No adequate human data suitable for dose-response modeling were identified. Based on animal data, the RfD values for the most sensitive endpoints were selected. For CBD, an RfD for acute exposure of 1 mg/kg body weight (bw) was estimated. For Δ-THC, an acute RfD was found to be 0.006 mg/kg bw. Additionally, the RfD for chronic exposure to CBD was estimated to be 4 mg/kg bw per day. The respective endpoints for CBD were a reduction in norepinephrine turnover and a reduction in uterus weight. The endpoint for Δ-THC was a change in blood pressure.

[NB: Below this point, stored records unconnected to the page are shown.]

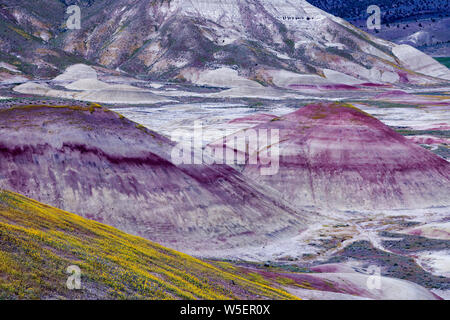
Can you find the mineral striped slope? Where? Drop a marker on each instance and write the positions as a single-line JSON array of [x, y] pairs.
[[39, 242], [99, 164], [336, 156]]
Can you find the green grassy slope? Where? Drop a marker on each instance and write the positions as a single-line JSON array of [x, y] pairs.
[[444, 60], [38, 243]]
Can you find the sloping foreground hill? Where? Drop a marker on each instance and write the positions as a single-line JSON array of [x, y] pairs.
[[104, 167], [38, 243], [334, 155]]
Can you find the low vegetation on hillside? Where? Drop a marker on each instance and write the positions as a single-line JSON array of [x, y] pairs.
[[38, 243]]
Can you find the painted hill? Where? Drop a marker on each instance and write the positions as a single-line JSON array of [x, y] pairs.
[[338, 157], [39, 242], [99, 164], [181, 41]]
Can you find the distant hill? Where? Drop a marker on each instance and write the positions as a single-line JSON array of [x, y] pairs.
[[422, 24]]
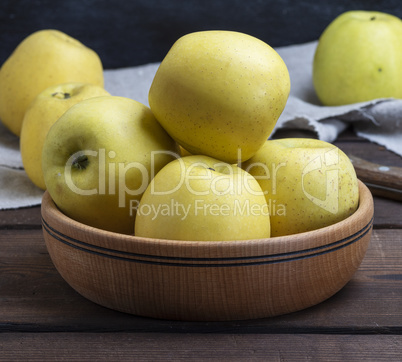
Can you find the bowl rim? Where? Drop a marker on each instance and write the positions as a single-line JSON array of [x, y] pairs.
[[365, 206]]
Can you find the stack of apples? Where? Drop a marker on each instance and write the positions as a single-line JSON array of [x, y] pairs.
[[194, 165]]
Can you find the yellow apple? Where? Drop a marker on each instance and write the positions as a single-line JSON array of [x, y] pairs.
[[359, 58], [203, 199], [308, 184], [99, 157], [46, 57], [43, 112], [220, 93]]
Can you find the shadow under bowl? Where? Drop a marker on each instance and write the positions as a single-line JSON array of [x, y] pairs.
[[207, 281]]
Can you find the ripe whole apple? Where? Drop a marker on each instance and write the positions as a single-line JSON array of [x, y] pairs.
[[308, 184], [200, 198], [46, 57], [99, 157], [220, 93], [43, 112], [359, 58]]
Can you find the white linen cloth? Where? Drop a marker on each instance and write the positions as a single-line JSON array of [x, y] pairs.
[[379, 121]]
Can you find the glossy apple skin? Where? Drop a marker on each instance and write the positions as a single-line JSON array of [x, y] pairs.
[[308, 184], [220, 93], [359, 58], [199, 198], [100, 156], [45, 58], [47, 107]]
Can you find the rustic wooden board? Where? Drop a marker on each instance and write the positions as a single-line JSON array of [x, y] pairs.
[[35, 298], [199, 347]]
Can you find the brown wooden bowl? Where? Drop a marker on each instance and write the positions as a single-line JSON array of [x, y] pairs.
[[207, 281]]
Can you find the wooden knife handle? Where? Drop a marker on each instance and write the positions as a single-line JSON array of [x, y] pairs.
[[386, 176], [382, 180]]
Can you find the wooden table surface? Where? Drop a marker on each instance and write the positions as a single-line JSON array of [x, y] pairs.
[[43, 318]]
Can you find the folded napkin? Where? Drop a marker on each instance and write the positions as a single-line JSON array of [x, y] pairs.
[[379, 120]]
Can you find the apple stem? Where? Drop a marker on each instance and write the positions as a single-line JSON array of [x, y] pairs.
[[81, 162], [61, 95]]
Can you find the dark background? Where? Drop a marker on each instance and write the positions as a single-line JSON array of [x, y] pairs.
[[133, 32]]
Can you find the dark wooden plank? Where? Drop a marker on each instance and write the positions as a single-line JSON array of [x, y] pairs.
[[199, 347], [34, 297]]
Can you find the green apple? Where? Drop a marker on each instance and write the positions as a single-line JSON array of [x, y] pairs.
[[200, 198], [359, 58], [99, 157], [46, 57], [308, 184], [220, 93], [42, 113]]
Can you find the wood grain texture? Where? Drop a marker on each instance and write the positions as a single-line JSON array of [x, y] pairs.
[[208, 281], [201, 347]]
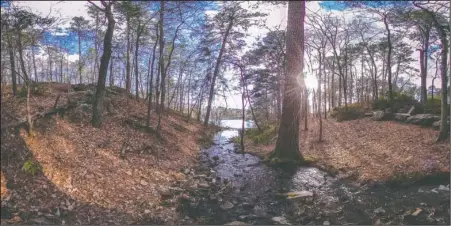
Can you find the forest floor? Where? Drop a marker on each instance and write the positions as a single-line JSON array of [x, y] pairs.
[[117, 174], [368, 151]]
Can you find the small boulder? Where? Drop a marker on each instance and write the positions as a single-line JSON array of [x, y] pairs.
[[279, 220], [227, 205], [423, 119], [236, 223], [380, 116], [401, 117], [297, 194], [379, 210]]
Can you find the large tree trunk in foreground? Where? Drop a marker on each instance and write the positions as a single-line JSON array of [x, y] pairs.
[[97, 107], [287, 146], [390, 89], [444, 128], [149, 106], [160, 103], [13, 66]]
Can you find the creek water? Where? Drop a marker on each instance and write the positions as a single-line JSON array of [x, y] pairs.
[[255, 193]]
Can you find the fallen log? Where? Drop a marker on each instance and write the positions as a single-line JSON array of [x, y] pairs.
[[23, 122]]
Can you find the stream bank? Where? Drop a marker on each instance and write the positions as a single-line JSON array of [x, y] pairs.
[[237, 188]]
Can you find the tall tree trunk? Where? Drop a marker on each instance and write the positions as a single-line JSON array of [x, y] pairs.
[[97, 106], [160, 107], [13, 65], [111, 72], [216, 72], [34, 64], [149, 105], [128, 80], [79, 57], [444, 126], [287, 145], [319, 96], [390, 89], [136, 62]]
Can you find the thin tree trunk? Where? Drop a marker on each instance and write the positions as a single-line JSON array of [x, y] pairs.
[[216, 72], [160, 107], [136, 62], [128, 81], [97, 106], [390, 89], [13, 66], [149, 105]]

Because of the limited availability and quality of dose-response data, it cannot be excluded that the estimated RfD values might be afflicted with considerable uncertainties. Therefore, it is recommended to conduct further research on dose-response data, preferably from human studies.
在过去的 60 年中,由于其某些成分的致幻作用,L. 一直是人们越来越感兴趣的对象。这些作用主要来自于大麻素 Δ-四氢大麻酚(Δ-THC)。 种也合成并积累非致幻化合物大麻二酚(CBD)。由于它们具有治疗潜力,这两种大麻素都是医学研究和药物开发的对象。最近,由于与健康和疾病相关的说法,CBD 作为电子烟液(e- 液体)的成分越来越受到关注。这种趋势可能因经常基于临床研究的健康和疾病相关说法而得到加强,这些说法用于宣传 CBD。CBD 液体可能基于全谱大麻提取物、CBD 分离物或合成 CBD,所有这些都可能含有一些来自天然含量(在提取物中)或 CBD 可能降解为 Δ-THC 的残留水平,这可能发生在储存过程中。关于 CBD(和 Δ-THC)在 e- 液体中的消费安全性存在不确定性。本出版物的目的是通过使用基准剂量(BMD)方法,提出一种针对 e- 液体中 CBD 和 Δ-THC 的毒理学风险评估方法。
在分析估计这两种大麻素的参考剂量(RfD)之前,对剂量-反应数据进行了系统审查。使用 BMD 方法对获得的数据进行分析,以得出 BMD 的置信下限(BMDL)。BMDL 被用作估计 RfD 的起点。
没有确定适合剂量-反应建模的足够人类数据。基于动物数据,选择了最敏感终点的 RfD 值。对于 CBD,估计急性暴露的 RfD 值为 1 毫克/千克体重(bw)。对于 Δ-THC,发现急性 RfD 为 0.006 毫克/千克 bw。此外,还估计了 CBD 慢性暴露的 RfD 值为每天 4 毫克/千克 bw。CBD 的相应终点是去甲肾上腺素转化率降低和子宫重量降低。Δ-THC 的终点是血压变化。
由于剂量-反应数据的有限可用性和质量,不能排除所估计的 RfD 值可能存在相当大的不确定性。因此,建议对剂量-反应数据进行进一步研究,最好是来自人体研究。